Nov 24, 2018 | Civitavecchia, Sociale

Circa il 5% dei civitavecchiesi vive in una condizione di povertà. È un dato indicativo, non certo analitico però fotografa la situazione che riguarda gli abitanti della città. Di questo, e di cosa avviene in Italia, si è parlato in un convegno voluto dalla Croce Rosa di Civitavecchia e dai due circoli Lions, il Porto Traiano Host e Civitavecchia-Santa Marinella Host al quale hanno partecipato varie figure dell’ambito del volontariato, delle istituzioni e dell’università per cercare di dare una dimensione a questo fenomeno.

Alla sala Gurrado della Fondazione Cariciv alla presidente Gabriella Sarracco è spettato il compito di fare gli onori di casa mentre moderare l’incontro l’ex caposervizio de Il Messaggero Giuseppe Baccarelli.

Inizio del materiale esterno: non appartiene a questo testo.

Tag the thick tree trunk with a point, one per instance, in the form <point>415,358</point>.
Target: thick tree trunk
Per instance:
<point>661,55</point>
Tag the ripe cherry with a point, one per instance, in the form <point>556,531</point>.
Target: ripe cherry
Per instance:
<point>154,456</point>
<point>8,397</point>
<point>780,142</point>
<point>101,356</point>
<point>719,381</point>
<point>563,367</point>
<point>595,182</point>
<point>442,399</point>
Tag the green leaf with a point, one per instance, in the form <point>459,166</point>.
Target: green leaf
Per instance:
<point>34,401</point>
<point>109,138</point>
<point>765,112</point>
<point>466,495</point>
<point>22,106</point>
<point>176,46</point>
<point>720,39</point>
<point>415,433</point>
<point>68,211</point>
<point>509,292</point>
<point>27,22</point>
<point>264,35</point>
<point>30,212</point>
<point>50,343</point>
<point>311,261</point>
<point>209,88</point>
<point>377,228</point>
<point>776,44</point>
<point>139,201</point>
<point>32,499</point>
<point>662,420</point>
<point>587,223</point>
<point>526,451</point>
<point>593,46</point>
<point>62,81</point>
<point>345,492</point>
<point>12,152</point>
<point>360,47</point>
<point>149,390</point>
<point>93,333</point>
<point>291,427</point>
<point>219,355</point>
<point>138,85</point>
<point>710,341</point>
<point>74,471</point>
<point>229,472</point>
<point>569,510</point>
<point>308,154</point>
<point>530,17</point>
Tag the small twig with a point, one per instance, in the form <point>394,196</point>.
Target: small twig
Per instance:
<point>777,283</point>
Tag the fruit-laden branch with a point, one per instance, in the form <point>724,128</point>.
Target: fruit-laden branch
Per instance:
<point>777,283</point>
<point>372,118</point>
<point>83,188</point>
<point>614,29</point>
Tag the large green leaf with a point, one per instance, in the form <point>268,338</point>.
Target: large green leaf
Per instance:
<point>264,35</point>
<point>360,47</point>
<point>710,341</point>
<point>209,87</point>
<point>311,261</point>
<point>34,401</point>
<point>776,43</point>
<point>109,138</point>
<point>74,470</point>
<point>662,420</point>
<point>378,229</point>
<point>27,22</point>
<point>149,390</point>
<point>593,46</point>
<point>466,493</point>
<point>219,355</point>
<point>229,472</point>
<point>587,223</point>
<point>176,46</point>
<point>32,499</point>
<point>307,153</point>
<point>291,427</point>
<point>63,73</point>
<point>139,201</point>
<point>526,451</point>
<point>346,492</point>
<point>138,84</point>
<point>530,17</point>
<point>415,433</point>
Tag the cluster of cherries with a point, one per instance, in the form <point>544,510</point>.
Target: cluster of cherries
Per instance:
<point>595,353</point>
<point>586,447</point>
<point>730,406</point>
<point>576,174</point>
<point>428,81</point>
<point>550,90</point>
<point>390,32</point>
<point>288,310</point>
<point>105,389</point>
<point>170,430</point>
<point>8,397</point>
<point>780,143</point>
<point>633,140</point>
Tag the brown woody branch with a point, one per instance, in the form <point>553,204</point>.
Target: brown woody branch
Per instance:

A tracciare i motivi per cu si finisce in uno stato di indigenza è stato il sociologo Nicola Porro distinguendo fra povertà assoluta e relativa. Poi è stata la volta dell’assessore ai servizi sociali e vice sindaco Daniela Lucernoni, che i problemi della città li vive quotidianamente e dal di dentro. <Intanto mi ha fatto piacere la partecipazione a questo convegno. Poi alle categorie della fascia media della popolazione vanno aggiunti gli ex detenuti per esempio, che tornati alla vita normale non hanno un reddito fisso a cui affidarsi. Oppure cito il caso di una donna, scappata da un marito violento con i figli, che ha dovuto lasciare casa senza avere un sostegno. Ecco, trovarsi in condizioni di indigenza può avvenire per i motivi più diversi. Per questo fine d’anno, nel bilancio sono stati inseriti i voucher natalizi. In tutto sono 450, quando nel 2017 erano circa 400 e nel 2016 più o meno 350> la conclusione della vice sindaco. Al convegno hanno partecipato Roberto Petteruti e Paola Fioroni, rispettivamente della Cri di Civitavecchia e nazionale, Giuliano Visconti del Banco Alimentare e Leonardo Taglianetti, delegato del Banco Farmaceutico, oltre a Franco Albè della Asl Roma 4.